History lost and found
Sunaini, shows the album which has a picture of her grandfather with Balraj Sahni; Photo: Sandeep Sahdev
| Photo Credit: sandeep sahdev
Everyday objects brought by refugees speak volumes about how the Partition was rushed. Most people left Pakistan thinking they would return, but only some did. Punjabi singer Surinder Kaur visited her home in Lahore in 1999, says her daughter Dolly Guleria. “In 1997, at Pittsburgh, US, an old couple gifted me a small album. It had pictures of a house where ‘mama’ lived before Partition. The couple said they moved into the house after Partition. When mama saw the album, she sobbed uncontrollably. The album is misplaced now,” she says. Her daughter, Sunaini Sharma (52), shares they still have an album of her grandfather which has a picture of him with Balraj Sahni. “It is from the early 1920s, during his college days in Lahore,” she says.

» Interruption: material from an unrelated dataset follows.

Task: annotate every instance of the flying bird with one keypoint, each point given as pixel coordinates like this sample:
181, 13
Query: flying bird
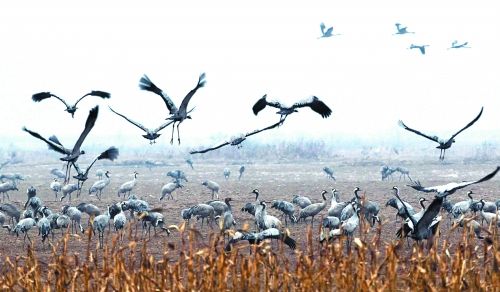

Picture of Sunaini’s grandfather (front row, second from right) with Balraj Sahni (front row, second from left); Photo: Sandeep Sahdev
| Photo Credit: sandeep sahdev
Kabir Singh, grandson of hockey legend, the late Balbir Singh Sr, says his grandmother brought along the first national championship medal of the three-time Olympics champion from Pakistan when he brought her from her home in Model Town, Lahore, to the Indian side of Punjab.
“He had presented it to her before their marriage (during their courtship) and she constantly wore it around her neck. In 1985, this medal and 35 other international and national medals were presented by nanaji to SAI (Sports Authority of India) for their now-shelved sports museum project, but these have been misplaced along with everything else pertaining to him, including his captain’s blazer from 1956 and over 130 original photographs,” he shares.
For Kabir, the medals are memories of his grandfather’s time leading up to the Partition, one of the reasons he has not ended the quest to recover his memorabilia even after 37 years. He says, “It is not the objects, it is the memories attached to him; they are priceless.”